Like right now, with the both of them having created a nest on the floor. There was some kind of replicated bear skin insulating them from the wooden boards. At least, Jim hoped it was a replica. The bear must have been humongous if it hadn't been. They had all sorts of afghans to make their blankets, and it was about the most comfortable bed they could have without actually going to the bed that was snugged into the corner of the cabin. They'd get there, eventually, of course. Jim had great plans for that bed, and when he'd tested it, it had proven to be quite strong against his bouncing on it. Something that earned him an eyebrow raise and rolling eyes at the same time. He wasn't sure how Bones did that. More proof of his skills.

"You in there?" Bones asked, stroking Jim's hair.

"Mmm?" Jim looked over at him. "Yeah, I'm here. Just thinking."

"Worrying at something y'mean," Bones chided. "You're the one who wanted to come out to this godforsaken area to leave our worries behind..."

"I'll stop," Jim promised. Only six months or so until they were graduated, and assigned who knew where. He was hoping they'd be assigned to the same ship, but bureaucracy might kick their asses.

"Stopping means you quit doin' it, darlin'," Bones sighed, and rolled up on his side to kiss Jim. That definitely had a positive effect on his worrying. Bones kissed like a fucking god. Just the right amount of moisture and tongue and pressure. Jim rolled onto his back to let Bones continue with his distractions.

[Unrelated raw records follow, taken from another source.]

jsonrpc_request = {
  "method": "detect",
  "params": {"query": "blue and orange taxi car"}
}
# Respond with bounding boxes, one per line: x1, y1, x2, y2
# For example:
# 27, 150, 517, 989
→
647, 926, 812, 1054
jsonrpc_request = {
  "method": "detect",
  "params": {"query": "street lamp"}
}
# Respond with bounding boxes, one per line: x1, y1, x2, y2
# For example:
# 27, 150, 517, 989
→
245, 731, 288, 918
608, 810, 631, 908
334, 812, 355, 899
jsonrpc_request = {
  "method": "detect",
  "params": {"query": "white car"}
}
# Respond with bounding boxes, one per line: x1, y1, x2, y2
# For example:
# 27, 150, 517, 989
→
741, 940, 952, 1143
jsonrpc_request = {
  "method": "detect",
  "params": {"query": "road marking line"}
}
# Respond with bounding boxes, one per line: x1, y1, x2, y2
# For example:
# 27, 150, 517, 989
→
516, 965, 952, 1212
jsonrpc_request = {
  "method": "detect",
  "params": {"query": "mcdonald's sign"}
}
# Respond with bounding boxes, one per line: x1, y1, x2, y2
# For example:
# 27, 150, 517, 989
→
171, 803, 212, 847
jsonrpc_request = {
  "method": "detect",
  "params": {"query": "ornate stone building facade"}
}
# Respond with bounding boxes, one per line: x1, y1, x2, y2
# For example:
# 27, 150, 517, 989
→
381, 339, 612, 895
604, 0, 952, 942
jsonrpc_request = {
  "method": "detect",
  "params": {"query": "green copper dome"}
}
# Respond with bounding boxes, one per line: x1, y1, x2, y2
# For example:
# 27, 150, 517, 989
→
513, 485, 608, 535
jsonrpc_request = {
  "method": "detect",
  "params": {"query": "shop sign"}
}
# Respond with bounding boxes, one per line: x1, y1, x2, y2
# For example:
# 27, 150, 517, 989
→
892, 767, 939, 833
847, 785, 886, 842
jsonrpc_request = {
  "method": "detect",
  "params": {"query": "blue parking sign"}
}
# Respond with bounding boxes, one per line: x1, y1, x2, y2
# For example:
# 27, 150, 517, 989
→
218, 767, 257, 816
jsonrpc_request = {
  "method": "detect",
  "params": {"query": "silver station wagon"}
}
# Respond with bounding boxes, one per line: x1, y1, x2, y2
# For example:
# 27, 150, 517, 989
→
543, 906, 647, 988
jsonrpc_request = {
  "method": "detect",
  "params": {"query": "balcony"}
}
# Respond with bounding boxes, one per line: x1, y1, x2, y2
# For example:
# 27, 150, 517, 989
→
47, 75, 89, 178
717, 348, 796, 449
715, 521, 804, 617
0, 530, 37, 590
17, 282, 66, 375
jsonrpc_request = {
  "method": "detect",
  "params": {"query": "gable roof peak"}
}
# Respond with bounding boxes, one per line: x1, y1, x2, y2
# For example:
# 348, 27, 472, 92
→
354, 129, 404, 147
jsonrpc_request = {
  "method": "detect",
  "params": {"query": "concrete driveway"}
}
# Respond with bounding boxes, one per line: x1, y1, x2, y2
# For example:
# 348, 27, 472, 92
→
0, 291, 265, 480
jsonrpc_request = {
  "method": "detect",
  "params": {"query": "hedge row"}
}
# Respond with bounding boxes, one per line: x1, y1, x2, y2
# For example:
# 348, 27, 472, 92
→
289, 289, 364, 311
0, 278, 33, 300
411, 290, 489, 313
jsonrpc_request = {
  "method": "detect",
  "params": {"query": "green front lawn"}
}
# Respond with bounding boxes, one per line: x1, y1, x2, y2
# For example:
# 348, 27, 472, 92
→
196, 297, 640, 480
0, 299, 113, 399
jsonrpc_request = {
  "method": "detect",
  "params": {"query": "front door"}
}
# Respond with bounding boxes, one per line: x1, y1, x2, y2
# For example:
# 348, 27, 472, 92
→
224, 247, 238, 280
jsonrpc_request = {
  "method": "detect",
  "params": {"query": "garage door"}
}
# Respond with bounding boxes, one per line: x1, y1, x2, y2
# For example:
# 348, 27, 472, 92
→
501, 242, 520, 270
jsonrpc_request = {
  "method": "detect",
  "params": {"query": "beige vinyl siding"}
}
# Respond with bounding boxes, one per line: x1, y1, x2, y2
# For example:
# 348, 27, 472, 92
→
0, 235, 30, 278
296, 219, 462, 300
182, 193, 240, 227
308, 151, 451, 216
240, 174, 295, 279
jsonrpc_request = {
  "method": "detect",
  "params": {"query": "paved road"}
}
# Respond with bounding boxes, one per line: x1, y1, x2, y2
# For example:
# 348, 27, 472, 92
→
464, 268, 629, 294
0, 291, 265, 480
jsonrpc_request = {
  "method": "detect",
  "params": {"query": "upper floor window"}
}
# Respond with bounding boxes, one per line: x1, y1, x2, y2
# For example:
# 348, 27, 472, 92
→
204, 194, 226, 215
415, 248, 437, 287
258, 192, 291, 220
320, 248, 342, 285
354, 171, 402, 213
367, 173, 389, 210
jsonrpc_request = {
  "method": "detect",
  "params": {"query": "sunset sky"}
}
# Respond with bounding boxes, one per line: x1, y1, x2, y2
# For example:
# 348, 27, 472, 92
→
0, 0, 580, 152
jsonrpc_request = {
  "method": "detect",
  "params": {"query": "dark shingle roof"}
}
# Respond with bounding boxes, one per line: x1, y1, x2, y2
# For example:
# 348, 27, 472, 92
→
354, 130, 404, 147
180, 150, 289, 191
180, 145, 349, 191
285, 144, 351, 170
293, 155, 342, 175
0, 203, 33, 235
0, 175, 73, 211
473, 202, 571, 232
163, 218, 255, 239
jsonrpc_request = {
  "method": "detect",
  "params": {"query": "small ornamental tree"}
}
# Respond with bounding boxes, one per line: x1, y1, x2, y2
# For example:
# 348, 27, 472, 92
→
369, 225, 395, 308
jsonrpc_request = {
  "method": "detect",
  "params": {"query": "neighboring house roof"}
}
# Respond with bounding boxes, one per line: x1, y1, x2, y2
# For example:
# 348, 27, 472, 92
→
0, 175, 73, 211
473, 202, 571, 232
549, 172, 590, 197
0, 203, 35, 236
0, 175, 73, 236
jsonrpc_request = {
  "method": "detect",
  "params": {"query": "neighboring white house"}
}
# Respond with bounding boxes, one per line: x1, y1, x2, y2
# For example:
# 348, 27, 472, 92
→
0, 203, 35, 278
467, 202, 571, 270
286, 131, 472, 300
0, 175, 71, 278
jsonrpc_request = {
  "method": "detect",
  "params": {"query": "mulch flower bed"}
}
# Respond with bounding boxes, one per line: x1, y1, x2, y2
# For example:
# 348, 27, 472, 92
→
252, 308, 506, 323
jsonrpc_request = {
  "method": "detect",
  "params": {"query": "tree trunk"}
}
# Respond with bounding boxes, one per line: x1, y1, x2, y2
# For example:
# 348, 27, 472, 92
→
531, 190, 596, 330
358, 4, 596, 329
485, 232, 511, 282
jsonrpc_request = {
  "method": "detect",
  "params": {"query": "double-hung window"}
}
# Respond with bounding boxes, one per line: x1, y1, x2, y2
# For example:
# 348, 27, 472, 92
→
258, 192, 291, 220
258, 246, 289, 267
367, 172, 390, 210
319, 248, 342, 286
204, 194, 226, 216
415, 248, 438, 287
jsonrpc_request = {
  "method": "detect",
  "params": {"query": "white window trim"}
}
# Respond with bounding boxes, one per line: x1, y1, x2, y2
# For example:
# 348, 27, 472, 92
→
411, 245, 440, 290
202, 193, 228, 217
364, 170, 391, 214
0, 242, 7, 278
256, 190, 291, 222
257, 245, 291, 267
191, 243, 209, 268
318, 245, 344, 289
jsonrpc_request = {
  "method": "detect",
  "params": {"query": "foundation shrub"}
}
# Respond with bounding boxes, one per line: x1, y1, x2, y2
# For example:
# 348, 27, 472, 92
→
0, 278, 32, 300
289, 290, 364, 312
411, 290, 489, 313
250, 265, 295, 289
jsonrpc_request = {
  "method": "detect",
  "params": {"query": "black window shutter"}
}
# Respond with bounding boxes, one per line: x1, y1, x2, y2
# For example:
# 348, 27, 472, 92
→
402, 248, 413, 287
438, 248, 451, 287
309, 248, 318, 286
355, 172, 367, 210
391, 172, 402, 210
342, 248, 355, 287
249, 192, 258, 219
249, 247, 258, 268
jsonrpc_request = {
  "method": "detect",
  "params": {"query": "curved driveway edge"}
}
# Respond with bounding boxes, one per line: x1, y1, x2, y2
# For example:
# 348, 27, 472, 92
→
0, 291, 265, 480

Eventually they collapsed back into their blankets, Jim laying on his side against Bones, Bones' hand stroking up and down his back as they panted. "That was much better than worrying."

"No shit, kid," Bones grumbled.

"If the snow lets up, let's build a snow fort," Jim suggested. "Biggest one ever." They did have two weeks to be here. Longer if they couldn't get out 'cause of the blizzard overhead.

"If the snow lets up, we should find your god-damned bike," Bones countered. They'd had to ditch it when the going got too tough for it, about a half mile or so back down the road from the cabin. They were lucky they'd gotten so close before she'd given up the ghost.

"That too. After we build the fort." Jim grinned. They'd build the fort and then go inside for hot chocolate. He'd brought the real stuff and he could cook pretty good over a fire. Sucked in a real kitchen, but so long as he was using the fireplace they wouldn't get food poisoning. There was a stew that was a testament to his fire cooking right now in a dutch oven on the whatever it was called that held things like pots. He'd research it when he got back. Maybe find some new recipes too. He had enough that they wouldn't get bored, especially if Bones supplemented with the real kitchen for as long as it worked, but the recipes were handy to know.

He smiled when he realized that Bones had dozed off. Apparently slogging through the drifts once his bike had given up, checking the cabin and bringing in the, along with the awesome sex, had worn his Bones out. He kissed Bones' cheek and wrapped them in another layer of blankets. If they were the only two people in the world, he'd better take good care of his Bones.